Streams#
Stream API simplifies the process of manupulating collection of objects. It supports operations like map
, filter
, limit
, reduce
, find
, match
and sort
in a declarative way.
Collectors#
Collectors in Java are a part of the java.util.stream
package and are typically used with streams to perform various operations such as grouping, summarizing, and partitioning data.
Collecting to a List:
List<String> list = stream.collect(Collectors.toList());
Collecting to a Set:
Set<String> set = stream.collect(Collectors.toSet());
Joining Strings:
String result = stream.collect(Collectors.joining(", "));
Summarizing Integers:
IntSummaryStatistics summary = stream.collect(Collectors.summarizingInt(Integer::intValue));
Grouping by a Classifier:
Map<Integer, List<String>> groupedByLength = stream.collect(Collectors.groupingBy(String::length));
Partitioning by a Predicate:
Map<Boolean, List<String>> partitioned = stream.collect(Collectors.partitioningBy(s -> s.length() > 3));
Counting Elements:
long count = stream.collect(Collectors.counting());
Mapping and Collecting:
List<Integer> lengths = stream.collect(Collectors.mapping(String::length, Collectors.toList()));
Reducing to a Single Value:
Optional<String> concatenated = stream.collect(Collectors.reducing((s1, s2) -> s1 + s2));
Collectors provide a powerful way to perform complex collection operations succinctly and efficiently in Java.
Reduce#
Optional<T> reduce(BinaryOperator<T> accumulator)

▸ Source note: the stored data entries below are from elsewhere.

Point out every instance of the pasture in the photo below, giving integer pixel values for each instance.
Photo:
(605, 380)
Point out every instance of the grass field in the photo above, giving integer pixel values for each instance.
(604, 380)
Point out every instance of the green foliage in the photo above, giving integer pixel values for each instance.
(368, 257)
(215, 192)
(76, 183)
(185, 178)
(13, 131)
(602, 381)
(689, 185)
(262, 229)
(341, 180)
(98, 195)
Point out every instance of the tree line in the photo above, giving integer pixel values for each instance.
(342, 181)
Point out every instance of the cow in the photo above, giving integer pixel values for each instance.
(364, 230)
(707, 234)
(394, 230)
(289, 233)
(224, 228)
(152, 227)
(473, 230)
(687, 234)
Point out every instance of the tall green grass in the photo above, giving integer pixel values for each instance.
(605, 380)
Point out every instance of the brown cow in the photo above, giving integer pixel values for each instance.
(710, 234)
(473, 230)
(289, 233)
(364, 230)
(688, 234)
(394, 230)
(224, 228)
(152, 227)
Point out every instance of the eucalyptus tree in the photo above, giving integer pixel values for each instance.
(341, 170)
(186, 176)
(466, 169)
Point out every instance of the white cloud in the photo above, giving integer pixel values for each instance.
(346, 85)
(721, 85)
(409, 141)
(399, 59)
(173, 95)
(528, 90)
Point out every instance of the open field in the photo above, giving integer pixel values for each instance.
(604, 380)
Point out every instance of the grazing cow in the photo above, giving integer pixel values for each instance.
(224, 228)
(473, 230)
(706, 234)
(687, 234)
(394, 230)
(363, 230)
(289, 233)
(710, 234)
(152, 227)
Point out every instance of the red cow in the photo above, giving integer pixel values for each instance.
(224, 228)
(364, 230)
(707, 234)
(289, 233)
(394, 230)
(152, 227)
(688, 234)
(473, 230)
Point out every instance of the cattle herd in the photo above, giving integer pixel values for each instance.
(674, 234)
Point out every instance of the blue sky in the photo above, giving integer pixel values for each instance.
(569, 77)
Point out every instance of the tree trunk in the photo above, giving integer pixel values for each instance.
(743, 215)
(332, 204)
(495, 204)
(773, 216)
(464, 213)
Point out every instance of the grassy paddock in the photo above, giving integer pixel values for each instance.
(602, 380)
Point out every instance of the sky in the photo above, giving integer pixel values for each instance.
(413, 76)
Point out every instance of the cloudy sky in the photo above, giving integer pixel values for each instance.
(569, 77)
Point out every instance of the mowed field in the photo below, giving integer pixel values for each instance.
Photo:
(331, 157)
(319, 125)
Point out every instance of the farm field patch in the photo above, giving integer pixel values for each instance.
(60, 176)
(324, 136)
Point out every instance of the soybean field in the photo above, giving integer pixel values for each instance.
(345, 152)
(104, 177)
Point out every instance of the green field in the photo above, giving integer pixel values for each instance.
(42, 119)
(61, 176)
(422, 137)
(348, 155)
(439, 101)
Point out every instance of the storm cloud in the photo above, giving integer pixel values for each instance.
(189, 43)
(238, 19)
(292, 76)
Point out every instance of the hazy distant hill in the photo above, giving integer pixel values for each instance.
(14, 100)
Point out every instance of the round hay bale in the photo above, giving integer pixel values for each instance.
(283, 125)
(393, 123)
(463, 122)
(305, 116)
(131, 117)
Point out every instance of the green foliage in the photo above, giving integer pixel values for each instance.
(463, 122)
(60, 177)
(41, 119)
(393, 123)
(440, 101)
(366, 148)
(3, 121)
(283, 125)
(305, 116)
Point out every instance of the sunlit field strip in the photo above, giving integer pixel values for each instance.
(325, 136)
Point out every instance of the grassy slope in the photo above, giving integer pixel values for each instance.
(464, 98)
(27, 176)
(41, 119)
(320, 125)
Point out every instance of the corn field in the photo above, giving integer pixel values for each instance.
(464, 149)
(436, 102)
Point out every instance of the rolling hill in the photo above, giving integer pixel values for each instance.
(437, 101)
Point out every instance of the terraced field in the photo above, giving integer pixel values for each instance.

List<Integer> spendings = List.of(14, 22, 10, 18, 16, 15, 20);
int total = spendings
.stream()
.reduce((partialSum, next) partialSum + next)
.orElse(0);
Collect#
<R> R collect(
Supplier<R> supplier,
BiConsumer<R, ? super T> accumulator,
BiConsumer<R, R> combiner
);
ArrayList<String> strings = stream.collect(
() -> new ArrayList<>(),
(collection, element) -> collection.add(element.toString()),
(collection1, collection2) -> collection1.addAll(collection2)
);
Pulling the mapping operation from accumulator function:
ArrayList<String> strings =
stream
.map(Object::toString)
.collect(ArrayList::new, ArrayList::add, ArrayList::addAll);
Processing methods#
String top3EmpNames =
employees()
.stream()
.filter(Employee::isActive)
.limit(3)
.collect(Collectors.joining(", "));
map() vs flatMap()#
Collectors#
collect(Collectors.toList());
collect(Collectors.toSet());
collect(Collectors.toMap(e -> e.name, e -> e));
collect(Collectors.joining(", "));
Group By department
Map<Department, List<Employee>> deptWiseEmployees =
employees
.stream()
.collect(Collectors.groupingBy(e -> e.getDepartment()));
Department wise count of employees
Map<Department, Long> deptWiseEmpCount =
employees
.stream()
.collect(Collectors.groupingBy(Employee::getDepartment, Collectors.counting()));
Reduction, concurrency and ordering#
Map<Buyer, List<Transaction>> salesByBuyer =
txns
.parallelStream();
.collect(Collectors.groupingBy(Transaction::getBuyer));
Parallel Streams#
Beneficial only when have a significant size of data like 10K+ else, the overhead might be more and doesn’t give any improvement in speed. Benchmarking is the way to go.